Parce que c'est bien le lien qu'il faut faire, il y a une vie ici et je ne me résigne pas à écrire mécaniquement. Sur le chemin du retour hier soir, tout submergé par la chaleur ambiante d'un printemps enfiévré subitement, je me disais qu'imperceptiblement, je suis arrivé à ce vers quoi je tendais il y a deux ans : m'affranchir de la dictature du quotidien et du statut de dernier dinosaure qui publie tous les jours encore quelque chose, pourvu qu'il y ait quelque chose. Pour certains c'était vain sinon le signe supplémentaire d'une infatuosité caractérisée, pour moi c'était un fil d'Ariane avec néanmoins l'honnêteté intellectuelle de reconnaître l'intérêt plus que fluctuant de la production en découlant. Et puis, je me souviens très bien avoir annoncé que la ligne allait évoluer, que j'allais être plus authentique.

La plume est un masque et j'en abuse depuis douze ans, en choisissant de me déchaîner outrageusement parfois ou de taire des choses qui pourraient faire le sel de notre relation à distance, plus ou moins incarnée. Pour autant, j'ai eu envie de me détacher des rubriques plaquées avec régularité et susceptibles d'assurer de bonnes audiences puisqu'on créé ainsi des habitudes et c'est ce qui fonctionne le mieux. Sauf que les audiences, ça m'en touche une sans faire bouger l'autre.

Petit à petit, en rognant le principe de la quotidienneté, en déconstruisant la grille que j'avais fixée, en mettant encore moins de filtres que d'habitude, un virage a été pris au point que Matoo m'adressa un petit mot il y a quelques mois, m'expliquant que mon écriture était plus dure, moins enrobée. Cela avait probablement à voir avec une humeur des plus exécrables, une pression dont j'ai cessé d'avoir envie de me lamenter ou que sais-je encore. Mais oui, comme j'ai passé l'envie d'être un serial fucker et m'adonner à faire des sextapes ici et là, l'envie du masque de ma plume s'est estompée.

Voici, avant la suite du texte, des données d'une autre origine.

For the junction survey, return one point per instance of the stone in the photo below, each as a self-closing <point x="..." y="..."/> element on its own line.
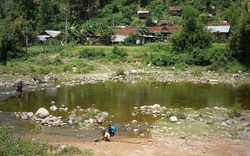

En marchant, j'en suis venu à me demander si c'était vraiment une question d'envie ou de besoin. Parce qu'en fait, des envies de te raconter tels ou tels trucs, j'en ai. Des projets, j'en fais ... [la preuve, il y en a toujours autant qui sont abandonnés] ... Le moteur à envies ne s'est pas grippé. La question, c'est finalement de savoir si j'en ai besoin, si j'ai besoin de tordre encore davantage mes journées [comme celle d'hier] pour produire, éjaculer un billet dont l'intérêt serait discutable sans que le plaisir ne soit associé à une telle production. Elle est là la vraie question.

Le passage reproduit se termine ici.